After the presentation I joined the motley crew for drinks in a nearby restaurant. A tall, skinny, coloured man with crazy curls flopping round his face like a small puppy’s large ears entertained me with stories of life in Europe. 


Some had come for work, others for love.  Most had stayed for their careers.

“Don’t believe in the fairy tale of a Swedish prince my girl,” a divorced woman advised.  “If you want a pretty face then you got to be happy with the personality of a f***ing doorknob,” she said dryly  elbowing a poor Swedish man beside her who simply laughed and nodded in agreement.
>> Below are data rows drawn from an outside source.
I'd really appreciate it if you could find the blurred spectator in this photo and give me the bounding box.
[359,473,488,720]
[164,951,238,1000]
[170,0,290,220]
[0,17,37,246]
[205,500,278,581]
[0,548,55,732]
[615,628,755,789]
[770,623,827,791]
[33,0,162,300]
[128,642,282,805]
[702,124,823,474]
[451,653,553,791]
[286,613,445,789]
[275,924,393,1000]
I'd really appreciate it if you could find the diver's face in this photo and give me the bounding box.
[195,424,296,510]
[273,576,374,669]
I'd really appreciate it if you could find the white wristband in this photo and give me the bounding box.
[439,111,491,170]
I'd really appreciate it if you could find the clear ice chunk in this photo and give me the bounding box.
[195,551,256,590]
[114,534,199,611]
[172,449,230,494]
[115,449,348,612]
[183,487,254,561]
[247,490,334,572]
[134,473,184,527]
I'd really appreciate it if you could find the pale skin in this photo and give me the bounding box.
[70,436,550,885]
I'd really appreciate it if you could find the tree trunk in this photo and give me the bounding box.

The South Africans’ relationship with the country and people had been similar to my current feelings initially. 

“I hated it.  Hay-ted it.  Hated the f***ing weather.  Hated the f***ing food.  Hated the people too.”

“And now?” I asked, desperately hoping that things would improve.

“Ag now I like it.  This is the best time now.  The summer is magic.  Magic ek se.  Everyone out in the streets.  Braaing and drinking.  A lot of parties you know.  You gonna love it.  Now the city comes alive.”

The chairman of the South Africans in Sweden Society ordered chicken wings and chips for the table to share.

It was wonderful to share food with these simple people.  There was no propriety and rituals to eating.  No sitting primly and refusing on the grounds of vegan-ism or vegetarianism, no stick-thin beauties disciplined and self-flagellating. Men and women tucked in, licking their fingers with no regard for the opinion of others.  They sat comfortably on their stools, reaching across one another and interrupting with their own anecdotes and experiences.


We were a politically incorrect bunch.  Stereotypes regarding race and gender were freely stated although a more diverse group you would not find in the entire restaurant.  Quotas for black, white, coloured, old, young, male and female were all filled. We were foreigners yes, but our group also included a few Swedes who clearly enjoyed the company of South Africans.    

I felt for the first time since leaving home like I was truly understood and accepted.  I did not have to explain myself or put away my slang and humour.  I did not have to impress or present myself in an acceptable manner.  I was South African and a part of the family of South Africans.  I now understood why foreigners are so reluctant to assimilate and so eagerly sought their own people and formed ghettos.  Among your own people, you were protected and found a place in a very large, rather unforgiving city.